Cyntoia Brown is the current poster child for a movement that’s growing, that’s needed to happen for a long, long time. We’re criminalizing behavior that happens under duress and abuse: NPR says that a 2015 report examining the “sexual abuse to prison” pipeline found that “the majority of girls” behind bars have suffered some kind of sexual or physical abuse, with numbers running as high as 81% in the great state of South Carolina.
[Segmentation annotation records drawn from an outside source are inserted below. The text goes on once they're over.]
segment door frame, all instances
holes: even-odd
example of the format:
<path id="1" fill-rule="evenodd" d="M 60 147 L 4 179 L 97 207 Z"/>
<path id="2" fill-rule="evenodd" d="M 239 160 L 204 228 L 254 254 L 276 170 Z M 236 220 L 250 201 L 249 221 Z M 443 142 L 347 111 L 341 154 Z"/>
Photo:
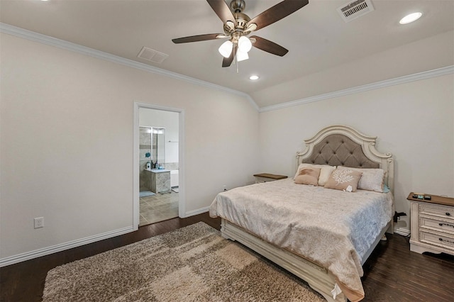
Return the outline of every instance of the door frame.
<path id="1" fill-rule="evenodd" d="M 177 108 L 153 105 L 147 103 L 134 102 L 133 110 L 133 226 L 134 230 L 138 230 L 140 223 L 140 198 L 139 198 L 139 109 L 154 109 L 163 111 L 178 113 L 178 216 L 183 218 L 186 216 L 186 202 L 184 198 L 184 110 Z"/>

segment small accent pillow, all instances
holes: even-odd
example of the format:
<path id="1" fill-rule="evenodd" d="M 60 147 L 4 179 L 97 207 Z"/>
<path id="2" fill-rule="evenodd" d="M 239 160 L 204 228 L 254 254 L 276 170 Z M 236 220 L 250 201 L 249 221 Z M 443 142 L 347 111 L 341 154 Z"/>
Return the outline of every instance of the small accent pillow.
<path id="1" fill-rule="evenodd" d="M 384 184 L 384 170 L 382 169 L 350 168 L 338 166 L 338 169 L 352 169 L 362 172 L 361 179 L 358 183 L 358 189 L 361 190 L 375 191 L 383 193 Z"/>
<path id="2" fill-rule="evenodd" d="M 355 192 L 362 172 L 348 169 L 336 169 L 329 177 L 325 188 Z"/>
<path id="3" fill-rule="evenodd" d="M 328 181 L 328 179 L 329 178 L 333 171 L 336 169 L 336 166 L 330 166 L 328 164 L 306 164 L 303 163 L 299 164 L 298 167 L 298 169 L 297 170 L 297 174 L 295 177 L 293 178 L 294 179 L 297 178 L 298 175 L 299 175 L 299 172 L 305 168 L 319 168 L 320 170 L 320 175 L 319 176 L 319 186 L 324 186 Z"/>
<path id="4" fill-rule="evenodd" d="M 319 168 L 303 169 L 299 172 L 299 175 L 295 177 L 295 184 L 317 186 L 321 169 Z"/>

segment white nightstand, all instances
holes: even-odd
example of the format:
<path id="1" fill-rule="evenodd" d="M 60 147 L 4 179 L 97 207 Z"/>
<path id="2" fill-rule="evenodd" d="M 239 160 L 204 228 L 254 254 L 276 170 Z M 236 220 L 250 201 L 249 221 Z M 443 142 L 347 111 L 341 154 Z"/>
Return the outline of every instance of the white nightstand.
<path id="1" fill-rule="evenodd" d="M 410 250 L 454 255 L 454 198 L 413 192 L 406 198 L 411 203 Z"/>
<path id="2" fill-rule="evenodd" d="M 261 182 L 274 181 L 275 180 L 284 179 L 287 178 L 285 175 L 276 175 L 270 174 L 269 173 L 260 173 L 258 174 L 254 174 L 255 177 L 255 184 L 260 184 Z"/>

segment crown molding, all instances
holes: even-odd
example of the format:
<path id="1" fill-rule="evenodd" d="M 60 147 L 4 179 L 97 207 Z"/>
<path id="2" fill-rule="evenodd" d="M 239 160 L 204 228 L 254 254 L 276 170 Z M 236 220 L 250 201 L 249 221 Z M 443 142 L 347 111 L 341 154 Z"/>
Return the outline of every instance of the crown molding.
<path id="1" fill-rule="evenodd" d="M 284 108 L 299 106 L 304 104 L 312 103 L 314 101 L 323 101 L 328 99 L 336 98 L 338 96 L 347 96 L 349 94 L 358 94 L 360 92 L 368 91 L 370 90 L 378 89 L 380 88 L 388 87 L 390 86 L 399 85 L 401 84 L 409 83 L 421 79 L 430 79 L 436 77 L 441 77 L 454 73 L 454 65 L 447 66 L 445 67 L 438 68 L 436 69 L 428 70 L 426 72 L 419 72 L 414 74 L 409 74 L 403 77 L 399 77 L 394 79 L 389 79 L 384 81 L 377 82 L 375 83 L 367 84 L 366 85 L 357 86 L 355 87 L 348 88 L 346 89 L 338 90 L 337 91 L 328 92 L 327 94 L 319 94 L 318 96 L 310 96 L 308 98 L 300 99 L 296 101 L 291 101 L 277 105 L 262 107 L 259 109 L 259 112 L 272 111 L 279 110 Z"/>
<path id="2" fill-rule="evenodd" d="M 30 40 L 31 41 L 54 46 L 66 50 L 72 51 L 79 54 L 89 55 L 90 57 L 96 57 L 97 59 L 101 59 L 106 61 L 112 62 L 114 63 L 121 64 L 122 65 L 135 68 L 137 69 L 140 69 L 147 72 L 185 81 L 192 84 L 194 84 L 196 85 L 202 86 L 212 89 L 216 89 L 231 94 L 242 96 L 245 98 L 256 111 L 259 111 L 258 106 L 257 106 L 257 104 L 255 104 L 254 100 L 250 97 L 249 94 L 242 91 L 239 91 L 238 90 L 224 87 L 223 86 L 217 85 L 209 82 L 201 81 L 200 79 L 194 79 L 193 77 L 187 77 L 176 72 L 172 72 L 162 68 L 155 67 L 153 66 L 148 65 L 139 62 L 133 61 L 132 60 L 129 59 L 125 59 L 124 57 L 121 57 L 118 55 L 104 52 L 100 50 L 96 50 L 95 49 L 87 47 L 86 46 L 82 46 L 78 44 L 72 43 L 71 42 L 65 41 L 64 40 L 57 39 L 56 38 L 52 38 L 46 35 L 43 35 L 41 33 L 35 33 L 34 31 L 21 28 L 17 26 L 13 26 L 1 22 L 0 32 Z"/>
<path id="3" fill-rule="evenodd" d="M 327 94 L 319 94 L 317 96 L 310 96 L 308 98 L 300 99 L 298 100 L 291 101 L 288 101 L 286 103 L 282 103 L 277 105 L 272 105 L 272 106 L 259 108 L 259 106 L 257 105 L 254 99 L 249 94 L 242 91 L 239 91 L 238 90 L 225 87 L 223 86 L 210 83 L 209 82 L 201 81 L 201 80 L 194 79 L 191 77 L 187 77 L 183 74 L 180 74 L 176 72 L 172 72 L 168 70 L 162 69 L 161 68 L 155 67 L 153 66 L 148 65 L 146 64 L 133 61 L 128 59 L 125 59 L 123 57 L 111 55 L 110 53 L 101 52 L 99 50 L 94 50 L 93 48 L 79 45 L 78 44 L 65 41 L 64 40 L 52 38 L 48 35 L 35 33 L 31 30 L 28 30 L 23 28 L 21 28 L 11 26 L 9 24 L 4 23 L 0 23 L 0 32 L 15 35 L 17 37 L 20 37 L 24 39 L 30 40 L 32 41 L 38 42 L 43 44 L 46 44 L 46 45 L 54 46 L 56 47 L 65 49 L 67 50 L 78 52 L 82 55 L 89 55 L 91 57 L 94 57 L 98 59 L 101 59 L 101 60 L 110 61 L 114 63 L 121 64 L 123 65 L 126 65 L 132 68 L 135 68 L 145 72 L 160 74 L 160 75 L 171 77 L 176 79 L 179 79 L 182 81 L 185 81 L 196 85 L 199 85 L 199 86 L 210 88 L 212 89 L 216 89 L 223 92 L 227 92 L 231 94 L 235 94 L 239 96 L 242 96 L 245 98 L 249 101 L 250 105 L 259 113 L 272 111 L 274 110 L 279 110 L 284 108 L 299 106 L 304 104 L 312 103 L 314 101 L 323 101 L 328 99 L 332 99 L 332 98 L 336 98 L 338 96 L 347 96 L 349 94 L 358 94 L 360 92 L 367 91 L 370 90 L 384 88 L 389 86 L 399 85 L 401 84 L 409 83 L 414 81 L 419 81 L 421 79 L 430 79 L 433 77 L 441 77 L 441 76 L 451 74 L 454 73 L 454 65 L 451 65 L 445 67 L 438 68 L 433 70 L 429 70 L 429 71 L 419 72 L 414 74 L 399 77 L 394 79 L 387 79 L 384 81 L 377 82 L 375 83 L 371 83 L 371 84 L 362 85 L 362 86 L 358 86 L 355 87 L 348 88 L 346 89 L 338 90 L 337 91 L 333 91 Z"/>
That bastion of liberalism, Oregon? 91%. It was “the victimization driving the abuse,” says NPR, and that led to the “crimes” and the misguided arrests.
So free Cyntoia Brown. Right fucking now. Free all those girls and boys and transgendered teens and gender-queer kids and ambiguously sexed children jailed for the prostitution they were forced into by beatings, by rape, by forced drugs and alcohol. Exonerate them for the crimes, like underage drinking or robbery, they may have committed while they were being sex trafficked and abused by deranged adults. Expunge them their records. Get them mental health services, job counseling, educational resources. Help them reenter society. Help them heal.
We shouldn’t be locking up Cyntoia Brown. Our society shouldn’t be locking up these kids. We should be raising them up, with love, support, and empathy from the hell they’ve suffered at our dregs.